Interesting, I’m another Chap All patient, too! My main moan is they moan. It’s true they can be incredibly busy though. However, they do send blood tests to my GP and, since I ask every time for them to be sent to me ( which is good practice) they can’t possibly remember. They are PDQ when they spot something like seriously low potassium, to the extent of bypassing your GP and phoning direct.
I’ve never had a problem with them taking blood. One phlebotomist spotted an ugly bruise from my practice nurse’s test the week before, looked at it in contempt and said “no bruises from me”.
If you can’t manage a fart at the right time, try something like “ooh, what’s that out the window” or “my goodness that’s a big spider”.
I’m awaiting an appt for the mysterious renal CTD clinic.
Hi Lupiknits what do they moan about?
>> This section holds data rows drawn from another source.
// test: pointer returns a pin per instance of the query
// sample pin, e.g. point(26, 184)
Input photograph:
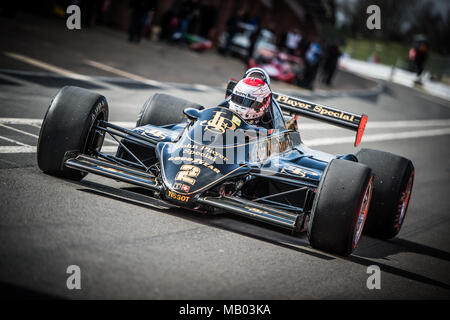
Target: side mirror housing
point(191, 113)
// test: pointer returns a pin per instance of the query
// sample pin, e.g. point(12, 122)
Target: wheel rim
point(404, 200)
point(362, 215)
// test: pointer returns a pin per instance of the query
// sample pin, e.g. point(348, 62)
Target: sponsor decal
point(335, 114)
point(218, 124)
point(154, 133)
point(316, 108)
point(195, 161)
point(187, 174)
point(203, 152)
point(291, 102)
point(256, 210)
point(178, 197)
point(236, 120)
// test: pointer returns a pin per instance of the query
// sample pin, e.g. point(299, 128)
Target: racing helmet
point(250, 99)
point(258, 73)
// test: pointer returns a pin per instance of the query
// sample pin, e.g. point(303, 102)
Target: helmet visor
point(246, 102)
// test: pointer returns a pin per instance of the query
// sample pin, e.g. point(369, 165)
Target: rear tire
point(393, 182)
point(67, 126)
point(162, 109)
point(340, 207)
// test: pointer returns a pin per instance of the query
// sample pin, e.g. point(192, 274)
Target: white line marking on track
point(38, 122)
point(122, 73)
point(54, 69)
point(20, 131)
point(17, 149)
point(14, 141)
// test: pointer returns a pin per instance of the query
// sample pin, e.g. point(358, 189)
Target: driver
point(251, 98)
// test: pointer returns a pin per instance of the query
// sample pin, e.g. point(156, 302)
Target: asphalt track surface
point(128, 249)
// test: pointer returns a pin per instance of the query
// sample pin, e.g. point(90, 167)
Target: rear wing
point(316, 111)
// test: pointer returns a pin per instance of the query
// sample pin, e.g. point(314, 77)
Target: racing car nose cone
point(192, 169)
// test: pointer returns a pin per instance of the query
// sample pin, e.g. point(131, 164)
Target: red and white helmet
point(250, 99)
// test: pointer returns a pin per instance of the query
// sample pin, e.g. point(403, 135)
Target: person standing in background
point(140, 10)
point(332, 54)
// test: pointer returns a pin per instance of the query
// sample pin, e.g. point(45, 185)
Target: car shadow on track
point(267, 233)
point(228, 222)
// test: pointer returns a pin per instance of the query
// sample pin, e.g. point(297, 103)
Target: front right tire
point(68, 127)
point(340, 207)
point(393, 182)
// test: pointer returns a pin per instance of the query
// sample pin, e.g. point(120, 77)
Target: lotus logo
point(218, 124)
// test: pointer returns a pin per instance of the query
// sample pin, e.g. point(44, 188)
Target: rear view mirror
point(191, 113)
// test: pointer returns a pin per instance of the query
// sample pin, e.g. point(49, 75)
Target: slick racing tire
point(340, 207)
point(67, 127)
point(393, 182)
point(162, 109)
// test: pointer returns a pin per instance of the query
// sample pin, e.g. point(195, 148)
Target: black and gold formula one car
point(211, 160)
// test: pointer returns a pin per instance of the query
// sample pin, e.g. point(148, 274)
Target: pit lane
point(127, 247)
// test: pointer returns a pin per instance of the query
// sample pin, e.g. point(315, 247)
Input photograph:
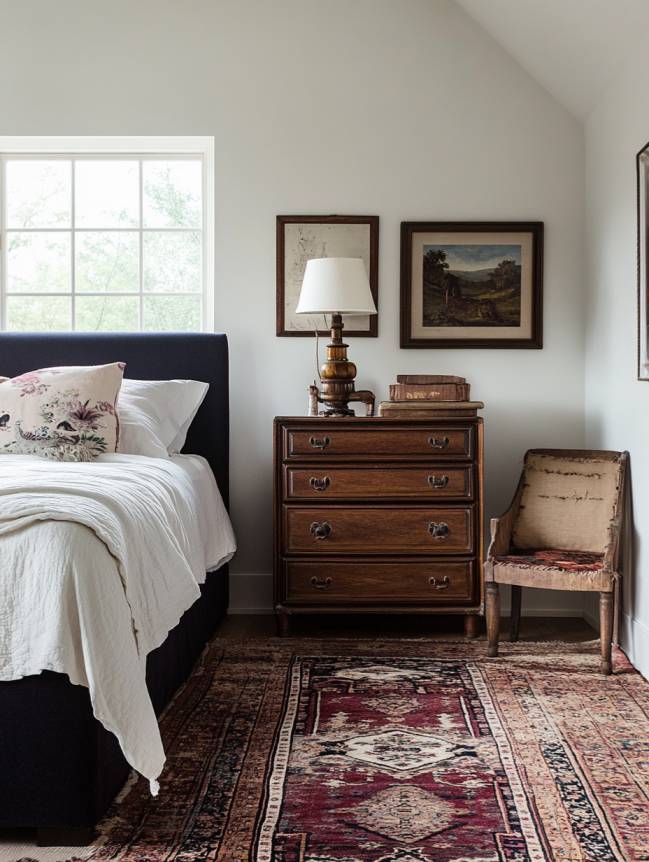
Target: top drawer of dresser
point(380, 443)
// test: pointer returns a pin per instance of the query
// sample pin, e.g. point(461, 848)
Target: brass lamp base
point(337, 377)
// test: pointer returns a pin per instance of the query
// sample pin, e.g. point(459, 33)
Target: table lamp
point(337, 286)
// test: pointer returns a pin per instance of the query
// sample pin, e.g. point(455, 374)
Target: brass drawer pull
point(438, 442)
point(438, 531)
point(438, 481)
point(444, 584)
point(320, 531)
point(321, 583)
point(319, 484)
point(319, 442)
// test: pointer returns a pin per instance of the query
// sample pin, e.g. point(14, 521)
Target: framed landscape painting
point(471, 284)
point(301, 238)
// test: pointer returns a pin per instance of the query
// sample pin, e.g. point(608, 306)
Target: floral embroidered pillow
point(66, 414)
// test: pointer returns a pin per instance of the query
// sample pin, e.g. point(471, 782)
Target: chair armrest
point(501, 533)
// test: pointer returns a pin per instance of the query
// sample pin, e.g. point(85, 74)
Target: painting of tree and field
point(472, 285)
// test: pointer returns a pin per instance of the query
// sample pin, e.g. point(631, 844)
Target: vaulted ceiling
point(572, 47)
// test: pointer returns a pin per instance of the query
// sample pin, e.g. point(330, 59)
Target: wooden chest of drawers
point(378, 515)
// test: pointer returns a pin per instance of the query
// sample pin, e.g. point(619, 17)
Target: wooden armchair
point(561, 532)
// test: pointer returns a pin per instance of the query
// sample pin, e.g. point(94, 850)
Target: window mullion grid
point(141, 247)
point(3, 245)
point(73, 242)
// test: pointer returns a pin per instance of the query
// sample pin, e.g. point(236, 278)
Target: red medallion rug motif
point(395, 751)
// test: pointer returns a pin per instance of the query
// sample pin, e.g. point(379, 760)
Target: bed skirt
point(59, 768)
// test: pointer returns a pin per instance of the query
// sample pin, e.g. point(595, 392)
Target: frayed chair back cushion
point(66, 414)
point(566, 503)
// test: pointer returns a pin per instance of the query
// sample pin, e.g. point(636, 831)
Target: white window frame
point(118, 146)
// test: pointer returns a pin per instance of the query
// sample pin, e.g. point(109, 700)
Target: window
point(103, 240)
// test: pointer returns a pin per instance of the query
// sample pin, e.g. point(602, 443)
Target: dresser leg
point(283, 624)
point(471, 625)
point(493, 617)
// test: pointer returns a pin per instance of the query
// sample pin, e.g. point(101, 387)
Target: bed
point(59, 767)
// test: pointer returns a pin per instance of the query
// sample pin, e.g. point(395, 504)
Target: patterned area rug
point(395, 751)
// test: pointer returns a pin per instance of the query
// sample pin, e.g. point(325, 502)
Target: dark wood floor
point(367, 626)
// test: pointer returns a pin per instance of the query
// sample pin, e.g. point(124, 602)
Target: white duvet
point(98, 561)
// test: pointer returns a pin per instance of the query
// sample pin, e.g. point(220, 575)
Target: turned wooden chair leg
point(493, 617)
point(515, 622)
point(606, 606)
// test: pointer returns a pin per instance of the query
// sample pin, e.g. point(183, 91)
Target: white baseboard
point(247, 611)
point(634, 636)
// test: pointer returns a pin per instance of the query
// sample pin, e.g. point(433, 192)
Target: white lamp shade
point(335, 284)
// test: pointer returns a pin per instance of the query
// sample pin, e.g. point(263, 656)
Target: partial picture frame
point(642, 178)
point(471, 285)
point(301, 238)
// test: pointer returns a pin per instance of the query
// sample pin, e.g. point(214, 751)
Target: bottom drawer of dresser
point(357, 582)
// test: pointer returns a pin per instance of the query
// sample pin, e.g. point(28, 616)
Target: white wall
point(402, 109)
point(617, 405)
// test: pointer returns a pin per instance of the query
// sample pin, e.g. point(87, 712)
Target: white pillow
point(155, 415)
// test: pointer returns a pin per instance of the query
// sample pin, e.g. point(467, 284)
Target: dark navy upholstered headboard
point(148, 356)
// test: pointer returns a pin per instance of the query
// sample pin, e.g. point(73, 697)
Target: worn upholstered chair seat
point(560, 569)
point(562, 532)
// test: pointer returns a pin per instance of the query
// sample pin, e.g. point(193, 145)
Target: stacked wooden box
point(423, 396)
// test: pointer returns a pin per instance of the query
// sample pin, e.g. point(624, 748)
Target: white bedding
point(98, 561)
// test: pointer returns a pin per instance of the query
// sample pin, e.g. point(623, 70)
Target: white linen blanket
point(98, 561)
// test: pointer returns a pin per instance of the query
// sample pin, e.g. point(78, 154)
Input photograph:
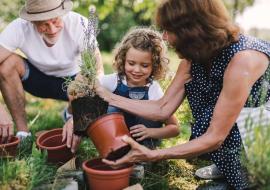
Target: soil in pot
point(51, 141)
point(101, 176)
point(106, 133)
point(85, 110)
point(9, 149)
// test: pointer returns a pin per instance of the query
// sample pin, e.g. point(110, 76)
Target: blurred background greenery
point(116, 16)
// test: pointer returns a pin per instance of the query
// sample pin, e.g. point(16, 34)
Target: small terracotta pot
point(106, 133)
point(51, 141)
point(100, 176)
point(9, 149)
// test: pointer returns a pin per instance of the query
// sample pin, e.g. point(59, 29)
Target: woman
point(228, 71)
point(6, 125)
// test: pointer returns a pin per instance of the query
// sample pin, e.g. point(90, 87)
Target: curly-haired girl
point(140, 60)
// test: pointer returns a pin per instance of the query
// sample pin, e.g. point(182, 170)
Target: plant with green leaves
point(84, 84)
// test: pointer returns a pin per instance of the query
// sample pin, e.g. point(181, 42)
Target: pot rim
point(105, 172)
point(91, 125)
point(46, 147)
point(15, 142)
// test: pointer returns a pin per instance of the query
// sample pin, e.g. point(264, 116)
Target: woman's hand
point(140, 132)
point(138, 153)
point(6, 125)
point(73, 141)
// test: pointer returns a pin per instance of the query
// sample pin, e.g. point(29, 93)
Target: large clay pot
point(9, 149)
point(100, 176)
point(51, 141)
point(106, 133)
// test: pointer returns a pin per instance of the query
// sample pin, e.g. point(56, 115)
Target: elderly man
point(51, 37)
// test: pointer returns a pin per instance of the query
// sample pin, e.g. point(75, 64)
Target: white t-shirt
point(110, 82)
point(62, 59)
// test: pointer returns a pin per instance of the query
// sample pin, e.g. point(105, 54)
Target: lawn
point(29, 169)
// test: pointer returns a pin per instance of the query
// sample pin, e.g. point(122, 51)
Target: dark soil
point(85, 110)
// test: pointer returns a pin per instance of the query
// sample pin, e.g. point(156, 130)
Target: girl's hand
point(140, 132)
point(73, 141)
point(138, 153)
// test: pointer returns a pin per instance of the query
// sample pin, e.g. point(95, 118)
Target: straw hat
point(38, 10)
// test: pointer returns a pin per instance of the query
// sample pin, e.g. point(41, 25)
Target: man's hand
point(138, 153)
point(73, 141)
point(6, 125)
point(140, 132)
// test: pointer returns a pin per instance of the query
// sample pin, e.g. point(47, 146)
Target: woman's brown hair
point(144, 39)
point(202, 27)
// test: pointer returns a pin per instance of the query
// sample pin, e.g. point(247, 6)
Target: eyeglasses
point(44, 25)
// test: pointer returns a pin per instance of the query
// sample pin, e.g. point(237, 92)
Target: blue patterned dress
point(203, 92)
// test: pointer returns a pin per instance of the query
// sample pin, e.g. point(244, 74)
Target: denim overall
point(138, 93)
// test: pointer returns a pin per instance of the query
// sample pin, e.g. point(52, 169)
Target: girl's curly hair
point(145, 39)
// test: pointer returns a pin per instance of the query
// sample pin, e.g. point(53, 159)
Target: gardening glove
point(6, 125)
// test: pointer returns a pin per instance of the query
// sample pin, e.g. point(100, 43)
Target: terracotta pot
point(100, 176)
point(51, 141)
point(9, 149)
point(106, 133)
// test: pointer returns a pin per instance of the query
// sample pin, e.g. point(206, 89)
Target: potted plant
point(101, 176)
point(86, 105)
point(89, 110)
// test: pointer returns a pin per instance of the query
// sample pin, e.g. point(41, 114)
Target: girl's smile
point(138, 67)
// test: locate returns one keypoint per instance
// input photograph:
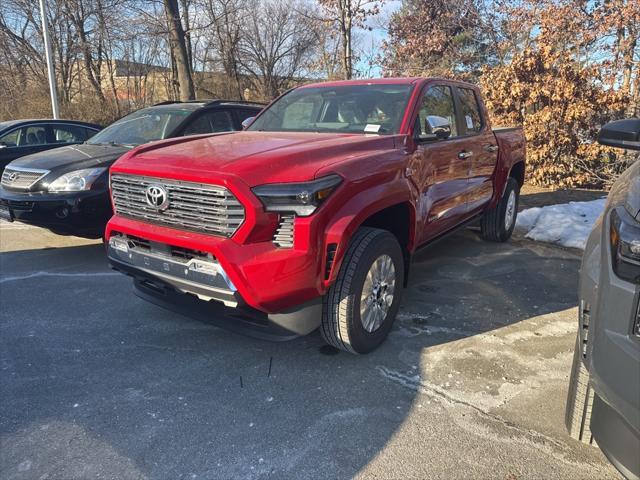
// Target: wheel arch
(397, 217)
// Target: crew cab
(309, 217)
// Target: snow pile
(567, 224)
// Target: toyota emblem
(157, 197)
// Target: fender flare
(354, 213)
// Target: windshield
(140, 127)
(374, 108)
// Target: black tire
(492, 224)
(579, 400)
(342, 325)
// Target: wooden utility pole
(179, 50)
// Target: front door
(439, 168)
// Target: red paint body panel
(440, 192)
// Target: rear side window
(470, 110)
(36, 135)
(437, 112)
(244, 114)
(10, 139)
(89, 132)
(68, 134)
(210, 122)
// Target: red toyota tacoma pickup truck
(310, 216)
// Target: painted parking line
(5, 279)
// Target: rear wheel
(360, 307)
(498, 223)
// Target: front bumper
(74, 213)
(200, 288)
(611, 352)
(267, 278)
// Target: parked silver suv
(604, 395)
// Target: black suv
(67, 189)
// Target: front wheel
(360, 307)
(498, 223)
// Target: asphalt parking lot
(472, 382)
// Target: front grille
(21, 178)
(284, 233)
(191, 206)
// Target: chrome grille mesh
(195, 207)
(13, 177)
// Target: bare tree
(277, 45)
(347, 15)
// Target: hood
(255, 157)
(72, 157)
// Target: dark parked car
(24, 137)
(604, 394)
(67, 189)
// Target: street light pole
(47, 50)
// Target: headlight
(76, 181)
(299, 198)
(624, 234)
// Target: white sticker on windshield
(469, 122)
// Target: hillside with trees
(560, 68)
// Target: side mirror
(621, 134)
(247, 121)
(437, 128)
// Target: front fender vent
(331, 255)
(284, 233)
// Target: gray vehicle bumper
(609, 309)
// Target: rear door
(439, 167)
(481, 146)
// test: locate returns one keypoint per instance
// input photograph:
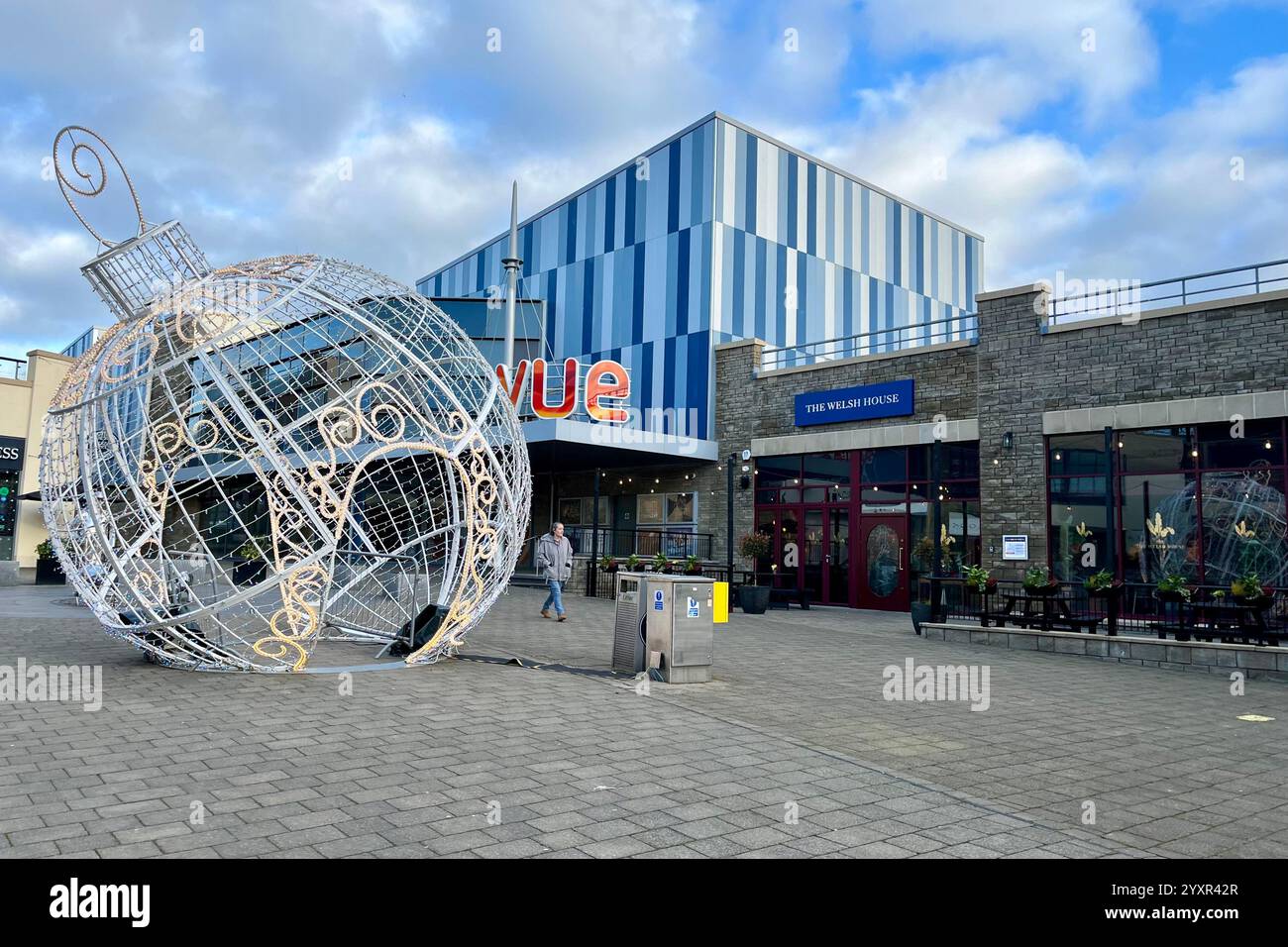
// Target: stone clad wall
(1016, 373)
I'm glad they ring if it's an urgent blood result, I assume that with most tests anywhere now, no news is good news and all that! Avoids unnecessary worrying for me 😊. Regarding phlebotomy I've never had an issue there before but I've had several problems at GP, local hospital, cannula etc and have had some lovely bruises at times! Seems my veins are shy when they see a needle 😂. Nice to hear from other Chapel Allerton patients, hope you get your appointment soon.
I can understand your anxiety over medication, I felt quite frightened about starting mycophenolate 8 weeks ago as I have hiatus hernia and bad acid reflux and my stomach soon reacts badly to things. I am now taking one gram twice a day and I have been surprised how well I seem to be tolerating it.
I was given two lupus helpline numbers for Chapel Allerton, one is for general concerns regarding medication, side effects etc and has a turn around of 48hrs, the other is for emergencies only.
I felt I had no option but to try the medication as I couldn’t continue as I was, the lupus has caused ILD and fibrosis in both lungs, so for me there really didn’t seem much choice.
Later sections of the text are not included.